WePay uses Apache Kafka as its real time message broker service to publish and consume realtime events. Messages published to Kafka topics can adhere to a specific schema. To manage the schemas in a centralized location, we use Confluent’s schema-registry, which provides a RESTful interface for storing and retrieving Apache Avro schemas. Having a schema registry is important because it provides a central location to store schemas across all of our applications, which makes it easier for systems to integrate with one another. The registry is also an instrument to enforce certain policies for the data, such as preventing newer schema versions in a topic from breaking compatibility with existing versions. In this post, we’ll describe how we worked with Confluent to integrate its Python client and schema-registry, so we (and others) can send and receive messages in Python using Avro.

Why integrate?

Using a common shared Avro schema-registry is advantageous in many ways. It provides safe schema evolution, and helps with the organizational challenge of data management and data policy enforcement. But this introduces an additional step of fetching schemas from the registry, and encoding messages every time a message is published into Kafka stream (and decoding the message when consuming it). This becomes a common routine for every message published and consumed. The current Python Kafka client provided by Confluent did not have the built-in capability to deal with Avro schemas the way that the Kafka Java client supports pluggable serializers and a Confluent Avro implementation. WePay has introduced a wrapper in the Confluent client to solve this problem, and it’s been merged into the main Confluent Python client repository.

Implementation

The Kafka Avro client is a Python package extending the basic capabilities of Confluent’s Kafka client. It is a wrapper on top of Confluent’s Kafka library. This provides objects to manage connectivity to the schema registry, which is heavily based off of Confluent’s schema registry Java API. The client communicates with the schema-registry server over the typical HTTP/HTTPS protocol. The wrapper also does the heavy lifting of message decoding and encoding with Avro schemas. Both AvroConsumer and AvroProducer wrappers are provided, and they both implement caches to keep schema_id to schema mappings.

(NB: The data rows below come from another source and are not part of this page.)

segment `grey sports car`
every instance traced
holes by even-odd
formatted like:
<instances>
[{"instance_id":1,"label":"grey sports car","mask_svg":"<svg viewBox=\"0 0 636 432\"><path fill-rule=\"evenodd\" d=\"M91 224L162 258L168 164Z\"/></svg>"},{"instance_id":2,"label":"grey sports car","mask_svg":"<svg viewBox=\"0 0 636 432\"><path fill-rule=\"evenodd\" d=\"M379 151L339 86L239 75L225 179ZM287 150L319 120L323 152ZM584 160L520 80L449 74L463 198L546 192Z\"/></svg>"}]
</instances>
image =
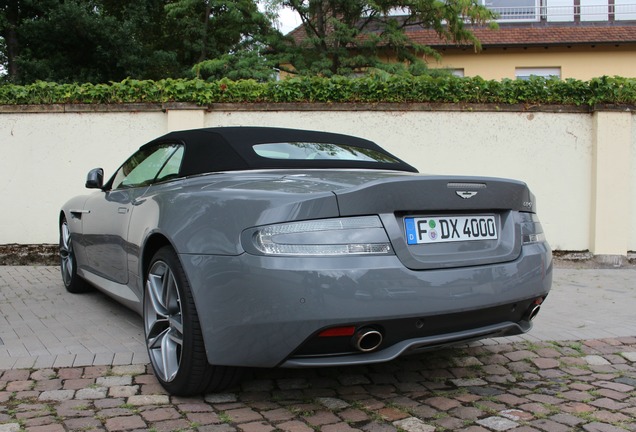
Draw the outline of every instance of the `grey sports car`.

The diagram below shows the message handling part of the Kafka Avro client.

Kafka Avro client dataflow

AvroProducer

The schema-registry server returns a unique schema_id when a new schema is registered. The Avro producer client takes a message and a schema as input. The client first checks the cache for schema_id for the corresponding schema. If the schema is already registered with schema-registry server, then that schema_id is picked from cache. The message is then encoded with the Avro schema and the schema_id is attached to it and published to Kafka topic. If the schema_id is not found in cache, then the schema is registered with schema-registry server and the schema_id is stored back in cache for future use.

AvroConsumer

The Avro consumer is responsible for pulling a message from Kafka and decoding the content. A message is polled from the Kafka and unpacked to get the schema_id for decoding. The Avro consumer also has a cache, which manages schema_id to schema mappings. The Avro consumer looks into the cache for the stored schema. If schema is not present, Avro consumer makes an API call to the schema-registry server to get the schema for the corresponding schema_id present in the message pack. Then it decodes the message against the Avro schema to get the original message structure.

Message Structure

In order to interoperate with other Kafka ecosystem consumers and producers that use the Schema registry, the standard message format payload is followed. Every message published to Kafka topic through this client will have three parts

  • Magic byte: Used to store the version of the schema for the payload being sent
  • Schema_id: Unique id associated with the Avro schema with which the message is been encoded
  • Message: Actual bytes of the encoded data

Conclusion

The new Avro Kafka client frees the user from having to encode and decode messages with Avro schemas when publishing and receiving messages through Kafka. The client also manages interactions with the schema-registry. The code is available here, as part of the standard Confluent Python Kafka client.